Ein Kunde, der ein Elektro- oder Hybridauto oder ein E-Bike kaufen will, bekommt für den Kredit einen vergünstigten Zinssatz. Das Unternehmen ist seit 2014 klimaneutral, es nutzt Ökostrom und hat den Fuhrpark teilweise auf E-Mobilität umgestellt.

Die Bank macht eine Personalpolitik, die "familienbewusst" ist und berücksichtigt, in welcher Lebensphase die Mitarbeiter sind. Und pro Jahr fließen im Schnitt knapp drei Millionen Euro als Zuschüsse in soziale und andere Projekte.

Die gesamte Lieferkette wird betrachtet

Das sind nur einige Schlaglichter, die zeigen, wie man bei der Bank denkt. GWÖ-Unternehmen verpflichten sich auch, eine formelle Gemeinwohl-Bilanz vorzulegen. Das unternehmerische Handeln wird nach einer Matrix unter den Aspekten Menschenwürde, Solidarität und Gerechtigkeit, ökologische Nachhaltigkeit, Transparenz und demokratische Mitbestimmung beurteilt.

Auf den ersten Blick erscheint es schwierig, solche abstrakte Themen in eine vergleichbare Bilanz zu gießen. Doch ein Handbuch zur Bilanz liefert detaillierte Erläuterungen zu den insgesamt 17 Gemeinwohl-Faktoren. In Bezug auf die Mitarbeiter werden dafür zum Beispiel Gehaltsniveau, Gleichberechtigung, Gestaltungs- und Weiterbildungsmöglichkeiten abgefragt.

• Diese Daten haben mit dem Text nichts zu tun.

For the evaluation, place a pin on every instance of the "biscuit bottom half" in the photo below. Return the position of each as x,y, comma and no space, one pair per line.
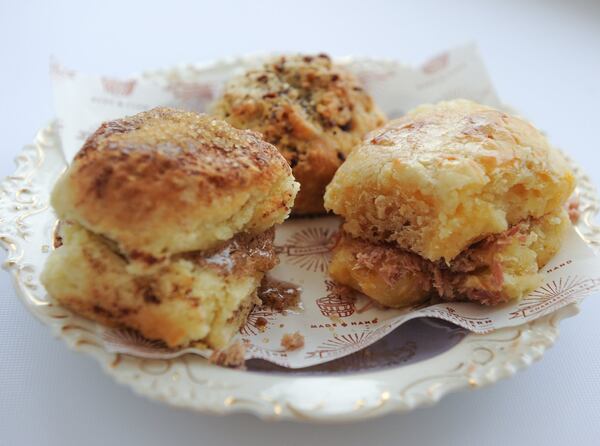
497,269
196,297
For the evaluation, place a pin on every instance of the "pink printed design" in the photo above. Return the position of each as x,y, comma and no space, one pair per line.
562,292
128,340
310,248
118,87
341,345
338,302
477,324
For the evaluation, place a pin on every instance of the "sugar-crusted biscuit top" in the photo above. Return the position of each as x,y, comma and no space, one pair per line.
167,181
445,176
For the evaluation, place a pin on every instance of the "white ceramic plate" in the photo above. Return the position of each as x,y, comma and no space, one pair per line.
416,365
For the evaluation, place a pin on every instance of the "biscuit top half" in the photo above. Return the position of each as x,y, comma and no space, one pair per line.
312,109
167,181
445,176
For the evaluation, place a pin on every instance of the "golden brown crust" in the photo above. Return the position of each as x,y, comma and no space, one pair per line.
188,299
314,111
445,176
167,181
497,269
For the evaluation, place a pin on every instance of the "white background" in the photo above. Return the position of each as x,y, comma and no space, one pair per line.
544,58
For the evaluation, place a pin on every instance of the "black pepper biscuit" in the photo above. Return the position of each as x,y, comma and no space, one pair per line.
168,226
314,111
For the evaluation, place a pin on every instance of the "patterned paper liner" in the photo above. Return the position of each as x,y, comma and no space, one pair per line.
334,324
333,327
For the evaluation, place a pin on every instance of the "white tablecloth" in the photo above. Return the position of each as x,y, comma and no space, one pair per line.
544,58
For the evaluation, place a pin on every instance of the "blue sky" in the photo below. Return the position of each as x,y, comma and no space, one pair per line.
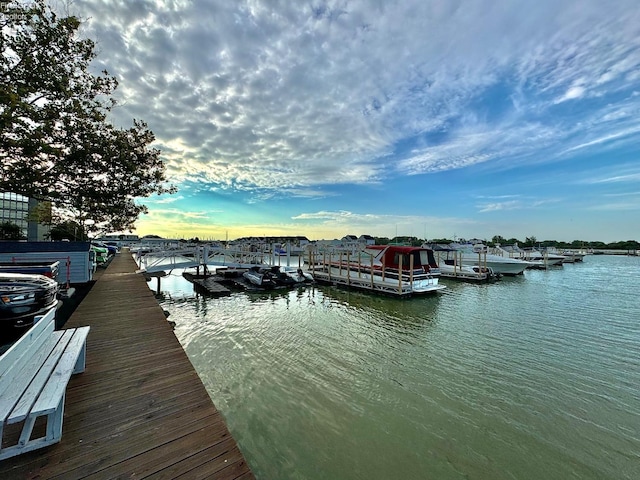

Beim Thema Ökologie geht es etwa um Energieverbrauch, CO2-Bilanz und Ressourcennutzung, wobei auch die gesamte Lieferkette betrachtet wird. Ein externer Auditor bewertet die Bilanz. Erreichbar sind maximal 1.000 Punkte.

Die Sparda-Bank München war eines der ersten Unternehmen in Deutschland, das der von dem österreichischen Autor Christian Felber im Jahr 2010 entwickelten GWÖ beigetreten ist. Ihr Vorstandschef Helmut Lind betont, man wolle sich nicht nur mit Cash-Flow, Eigenkapitalrenditen und dergleichen beschäftigen: "Wir engagieren uns mit Leidenschaft für die Idee der Gemeinwohl-Ökonomie, um diesen wichtigen Beitrag für den notwendigen sozial-ökonomischen Wandel voranzubringen."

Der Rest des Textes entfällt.